While the marathon was fairly small, they also had a half
marathon, a quarter marathon, and a 5K race. The events were
well organized, and they had chip timing.
The pre-race announcements were all in Danish, so I didn’t
understand a single word. I wondered if I was
the only runner from another country. If fact, there were also two runners from Finland, one from Sweden, and one from Germany. I was the only overseas entrant. About
15 minutes before the race, they started playing music and leading runners
through a warm-up routine. That must be
a Scandinavian thing. They did the same
thing at the Midnight Sun Marathon in Norway.
The weather was excellent.
This area gets a lot of rain, but on race day we actually had sunny
skies. The temperature at the start was
60 degrees.
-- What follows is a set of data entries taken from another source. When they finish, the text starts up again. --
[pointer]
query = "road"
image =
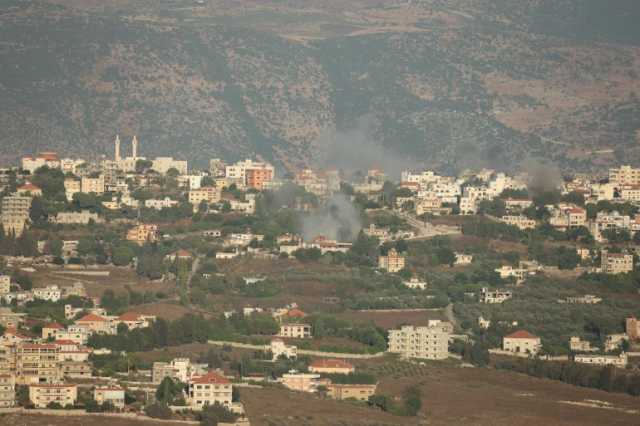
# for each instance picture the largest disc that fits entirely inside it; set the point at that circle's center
(425, 229)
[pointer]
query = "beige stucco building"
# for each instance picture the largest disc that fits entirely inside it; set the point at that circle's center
(430, 342)
(522, 342)
(43, 394)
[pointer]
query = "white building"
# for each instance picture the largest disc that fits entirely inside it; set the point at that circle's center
(295, 331)
(208, 389)
(522, 342)
(415, 283)
(602, 360)
(430, 342)
(111, 394)
(51, 293)
(494, 296)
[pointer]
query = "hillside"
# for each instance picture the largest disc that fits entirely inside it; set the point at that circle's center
(448, 83)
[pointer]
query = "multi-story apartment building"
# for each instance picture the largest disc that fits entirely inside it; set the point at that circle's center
(165, 203)
(578, 345)
(208, 194)
(76, 218)
(5, 284)
(164, 164)
(250, 173)
(616, 263)
(42, 395)
(142, 233)
(10, 319)
(295, 331)
(522, 342)
(430, 342)
(7, 390)
(15, 213)
(92, 185)
(633, 328)
(331, 366)
(37, 363)
(29, 190)
(350, 391)
(521, 222)
(494, 296)
(97, 324)
(49, 159)
(112, 394)
(301, 382)
(258, 174)
(624, 175)
(602, 360)
(51, 293)
(180, 369)
(392, 262)
(208, 389)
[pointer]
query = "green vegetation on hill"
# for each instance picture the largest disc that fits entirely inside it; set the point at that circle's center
(218, 83)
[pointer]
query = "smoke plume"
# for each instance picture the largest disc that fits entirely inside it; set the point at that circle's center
(356, 149)
(337, 220)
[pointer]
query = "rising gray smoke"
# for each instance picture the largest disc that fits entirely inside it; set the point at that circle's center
(543, 175)
(356, 149)
(337, 220)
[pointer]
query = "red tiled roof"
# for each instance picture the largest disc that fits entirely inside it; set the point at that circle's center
(64, 342)
(29, 187)
(91, 318)
(330, 363)
(521, 334)
(38, 346)
(129, 316)
(296, 313)
(50, 156)
(54, 325)
(210, 378)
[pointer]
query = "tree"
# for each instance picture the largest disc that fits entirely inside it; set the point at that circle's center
(143, 166)
(213, 414)
(54, 247)
(122, 255)
(158, 411)
(168, 390)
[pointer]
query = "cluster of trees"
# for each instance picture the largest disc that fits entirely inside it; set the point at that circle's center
(409, 406)
(562, 257)
(485, 228)
(369, 335)
(119, 303)
(23, 245)
(607, 378)
(437, 251)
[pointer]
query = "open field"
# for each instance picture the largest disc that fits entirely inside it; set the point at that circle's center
(453, 395)
(389, 319)
(40, 420)
(117, 280)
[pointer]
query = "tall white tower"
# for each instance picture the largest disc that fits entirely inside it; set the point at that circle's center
(134, 147)
(117, 143)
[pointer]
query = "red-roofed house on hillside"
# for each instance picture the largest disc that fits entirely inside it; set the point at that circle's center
(50, 330)
(522, 342)
(49, 159)
(135, 320)
(97, 324)
(207, 390)
(29, 189)
(295, 313)
(331, 366)
(179, 255)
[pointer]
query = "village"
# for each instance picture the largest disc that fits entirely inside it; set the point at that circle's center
(274, 273)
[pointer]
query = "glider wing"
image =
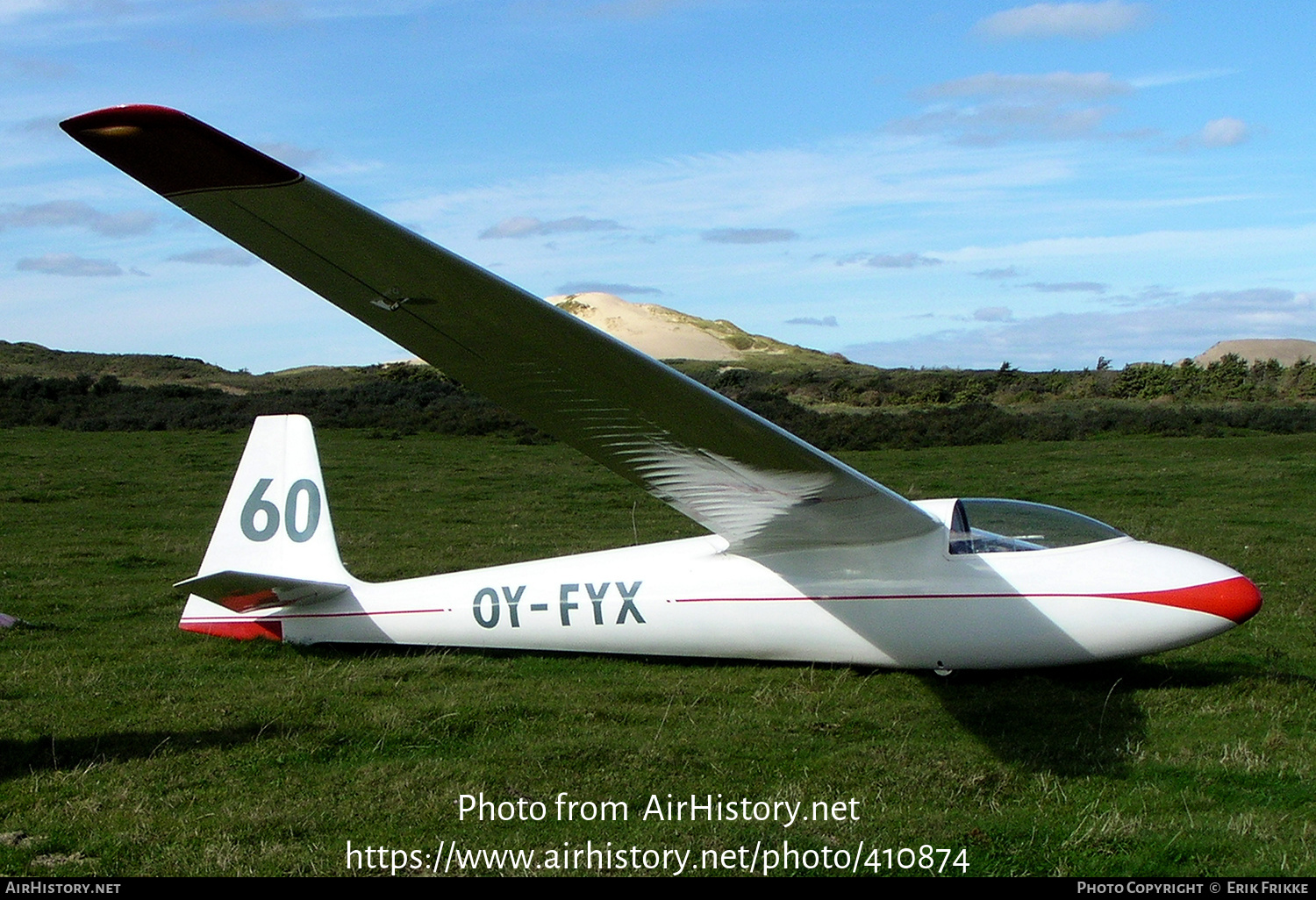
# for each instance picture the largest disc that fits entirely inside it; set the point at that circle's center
(729, 470)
That could have been too
warm with direct sunlight, but most of the course was shaded.
The course started and finished in front of the Hvalsø
sports hall, but in between, we did two large loops through a forest on the
south side of the town. Every kilometer
was marked, but they were counting down the remaining distance. We were barely two blocks from the sports
hall when I saw the 42 sign.
At first, we were on paved streets through the town of
Hvalsø. As we got out of town, we
entered the forest on a narrow paved road.
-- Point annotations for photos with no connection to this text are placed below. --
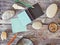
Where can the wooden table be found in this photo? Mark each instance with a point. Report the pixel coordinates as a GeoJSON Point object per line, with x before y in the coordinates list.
{"type": "Point", "coordinates": [42, 36]}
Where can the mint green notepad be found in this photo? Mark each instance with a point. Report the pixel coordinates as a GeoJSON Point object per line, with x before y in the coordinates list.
{"type": "Point", "coordinates": [24, 18]}
{"type": "Point", "coordinates": [17, 26]}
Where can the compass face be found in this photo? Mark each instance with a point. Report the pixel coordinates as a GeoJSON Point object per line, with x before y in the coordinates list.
{"type": "Point", "coordinates": [53, 27]}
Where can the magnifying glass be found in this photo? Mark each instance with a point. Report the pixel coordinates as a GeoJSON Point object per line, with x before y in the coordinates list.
{"type": "Point", "coordinates": [25, 41]}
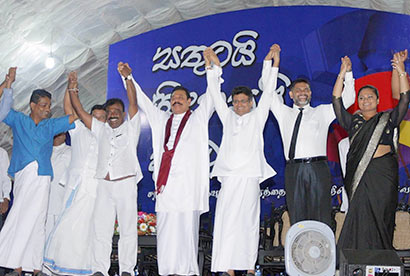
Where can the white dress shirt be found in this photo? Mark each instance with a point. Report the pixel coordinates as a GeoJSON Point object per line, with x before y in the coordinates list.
{"type": "Point", "coordinates": [241, 152]}
{"type": "Point", "coordinates": [5, 182]}
{"type": "Point", "coordinates": [187, 187]}
{"type": "Point", "coordinates": [117, 149]}
{"type": "Point", "coordinates": [176, 121]}
{"type": "Point", "coordinates": [314, 127]}
{"type": "Point", "coordinates": [84, 153]}
{"type": "Point", "coordinates": [60, 160]}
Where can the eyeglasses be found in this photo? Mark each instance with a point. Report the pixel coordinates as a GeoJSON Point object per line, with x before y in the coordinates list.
{"type": "Point", "coordinates": [298, 90]}
{"type": "Point", "coordinates": [240, 101]}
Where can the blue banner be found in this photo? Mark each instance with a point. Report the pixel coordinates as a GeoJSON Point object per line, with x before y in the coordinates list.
{"type": "Point", "coordinates": [313, 39]}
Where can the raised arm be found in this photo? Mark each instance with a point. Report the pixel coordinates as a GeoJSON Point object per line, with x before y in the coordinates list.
{"type": "Point", "coordinates": [5, 89]}
{"type": "Point", "coordinates": [270, 78]}
{"type": "Point", "coordinates": [125, 71]}
{"type": "Point", "coordinates": [68, 108]}
{"type": "Point", "coordinates": [341, 113]}
{"type": "Point", "coordinates": [395, 78]}
{"type": "Point", "coordinates": [145, 104]}
{"type": "Point", "coordinates": [214, 80]}
{"type": "Point", "coordinates": [75, 101]}
{"type": "Point", "coordinates": [400, 110]}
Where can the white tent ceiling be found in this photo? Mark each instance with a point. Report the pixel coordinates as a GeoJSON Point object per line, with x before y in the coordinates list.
{"type": "Point", "coordinates": [79, 32]}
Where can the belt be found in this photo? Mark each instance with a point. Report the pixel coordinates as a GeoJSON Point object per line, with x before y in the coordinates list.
{"type": "Point", "coordinates": [307, 160]}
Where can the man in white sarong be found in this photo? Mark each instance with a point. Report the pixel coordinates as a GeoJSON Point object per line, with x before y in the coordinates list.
{"type": "Point", "coordinates": [5, 185]}
{"type": "Point", "coordinates": [240, 167]}
{"type": "Point", "coordinates": [118, 172]}
{"type": "Point", "coordinates": [181, 174]}
{"type": "Point", "coordinates": [68, 249]}
{"type": "Point", "coordinates": [22, 238]}
{"type": "Point", "coordinates": [60, 159]}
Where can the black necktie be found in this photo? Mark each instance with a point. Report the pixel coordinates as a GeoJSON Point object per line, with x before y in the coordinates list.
{"type": "Point", "coordinates": [295, 135]}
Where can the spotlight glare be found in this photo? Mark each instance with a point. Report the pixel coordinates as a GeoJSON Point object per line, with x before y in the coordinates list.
{"type": "Point", "coordinates": [50, 62]}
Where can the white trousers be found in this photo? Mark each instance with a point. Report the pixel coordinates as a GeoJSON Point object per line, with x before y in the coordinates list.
{"type": "Point", "coordinates": [115, 199]}
{"type": "Point", "coordinates": [68, 248]}
{"type": "Point", "coordinates": [177, 243]}
{"type": "Point", "coordinates": [236, 228]}
{"type": "Point", "coordinates": [22, 237]}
After about 10 minutes, we turned onto a dirt road. The course description indicated the race was
on forest roads, so I expected most of the course to be like this.
After about five kilometers, I reached the first of 10 aid
stations. After that, they were three to
four kilometers apart. That was just
frequent enough that I was able to get by without carrying a water bottle.
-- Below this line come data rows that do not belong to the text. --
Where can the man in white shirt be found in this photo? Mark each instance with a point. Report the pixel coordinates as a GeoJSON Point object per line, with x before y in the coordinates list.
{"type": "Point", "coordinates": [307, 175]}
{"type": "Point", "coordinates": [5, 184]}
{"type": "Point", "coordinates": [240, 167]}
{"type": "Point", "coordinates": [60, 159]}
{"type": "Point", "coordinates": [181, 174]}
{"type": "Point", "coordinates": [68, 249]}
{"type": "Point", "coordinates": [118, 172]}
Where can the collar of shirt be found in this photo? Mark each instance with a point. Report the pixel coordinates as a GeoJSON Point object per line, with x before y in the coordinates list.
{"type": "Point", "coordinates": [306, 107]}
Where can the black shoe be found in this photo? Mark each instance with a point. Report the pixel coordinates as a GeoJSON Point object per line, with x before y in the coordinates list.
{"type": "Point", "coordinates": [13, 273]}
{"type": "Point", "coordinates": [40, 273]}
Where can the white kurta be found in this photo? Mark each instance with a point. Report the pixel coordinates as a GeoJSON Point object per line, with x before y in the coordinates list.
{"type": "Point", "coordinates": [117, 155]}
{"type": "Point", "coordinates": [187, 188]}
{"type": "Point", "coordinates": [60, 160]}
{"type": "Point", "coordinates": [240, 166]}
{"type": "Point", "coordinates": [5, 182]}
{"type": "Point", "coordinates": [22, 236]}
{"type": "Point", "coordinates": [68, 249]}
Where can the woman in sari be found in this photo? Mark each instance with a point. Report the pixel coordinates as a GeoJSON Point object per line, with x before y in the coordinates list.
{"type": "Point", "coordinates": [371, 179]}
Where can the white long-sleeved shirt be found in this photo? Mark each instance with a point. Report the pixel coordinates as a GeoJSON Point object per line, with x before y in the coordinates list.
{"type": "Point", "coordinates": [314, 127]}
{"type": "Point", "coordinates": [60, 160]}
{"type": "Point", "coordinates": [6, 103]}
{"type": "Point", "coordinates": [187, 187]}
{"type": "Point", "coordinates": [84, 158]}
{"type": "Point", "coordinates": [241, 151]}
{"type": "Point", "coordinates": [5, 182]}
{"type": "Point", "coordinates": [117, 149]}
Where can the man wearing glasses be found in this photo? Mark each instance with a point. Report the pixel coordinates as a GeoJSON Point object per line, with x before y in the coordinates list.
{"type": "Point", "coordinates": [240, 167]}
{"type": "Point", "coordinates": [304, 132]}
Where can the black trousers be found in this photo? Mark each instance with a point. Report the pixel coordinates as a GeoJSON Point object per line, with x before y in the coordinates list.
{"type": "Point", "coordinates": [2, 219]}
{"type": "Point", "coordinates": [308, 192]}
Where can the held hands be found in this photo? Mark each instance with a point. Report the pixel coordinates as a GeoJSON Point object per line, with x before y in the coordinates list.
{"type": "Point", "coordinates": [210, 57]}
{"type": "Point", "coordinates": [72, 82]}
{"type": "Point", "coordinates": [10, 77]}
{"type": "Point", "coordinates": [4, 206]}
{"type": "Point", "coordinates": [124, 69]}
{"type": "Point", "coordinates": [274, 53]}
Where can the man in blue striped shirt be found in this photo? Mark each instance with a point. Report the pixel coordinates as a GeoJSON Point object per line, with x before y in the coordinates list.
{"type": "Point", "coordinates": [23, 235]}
The terrain was gentle rolling hills. They weren’t long or steep, but we were
always going up or down. Most of the
time, we were surrounded by woods, but occasionally, we came to a cluster of
homes.
There weren’t many spectators, but the ones I saw were all
cheering enthusiastically in Danish. I
was probably the only one who didn’t know that they were saying.
The course wasn’t all on dirt roads. More and more, I encountered sections of
single-track trail. It wasn’t too technical,
but I had to watch out for the occasional root.
There were also a few sections across meadows, where the
trail surface could best be described as trampled grass.
I find running through grass to be tiring. I began to wonder if these sections, along
with the constant undulation of the trails, would gradually wear me down. Then I remembered that I haven’t run an
entire marathon since June. I’ve done a
couple of ultras since then, but in those races I was mostly walking. My longest run in the last 10 weeks was less
than 11 miles. I wondered if my legs
would eventually get fatigued.
Early on, it seemed like I was gradually falling behind the
other runners. For a time, I didn’t see
anyone in front of me. Then I reached a
narrow section of trail where several runners got bunched up. After that, I seemed to keep up, and I even
passed a few people.
We were mostly in the woods, but I got occasional views of
lakes and ponds.
The volunteers were all cheerful. At one turn, there were two volunteers who
were singing something in Danish. I
couldn’t understand the words, but the melody sounded familiar. I think it was a disco song from the late
70s. Without hearing the words in
English, I couldn’t quite identify it.
After about 15 kilometers, I reached a hill that was steep
enough that I was persuaded to walk.
I wondered if that would establish a bad precedent. Would I now start walking all the hills? I set a goal of not walking any more hills until
the second loop. That held up for about
one kilometer. Then I reached another
steep hill. I realized this one was
steeper when I saw there were logs to prevent erosion. I walked this hill too.
Just past the top of hill, there was a large mound with
steps leading to the top. Our route took
us around to the other side, where there was another set of steps. This is the highest point on the island of
Zealand, and we went to the top of it on each loop.
At the top, there was a large stone. On one side there were marking like a
gravestone, making me think this is also a burial site.
After coming down the steps on the other side, I reached an
aid station. I took a long overdue drink
and got on my way. One nice thing about
reaching the highest point on the course is that I knew it would be downhill
from there. The next kilometer or two
were much easier, and I got back into a good rhythm.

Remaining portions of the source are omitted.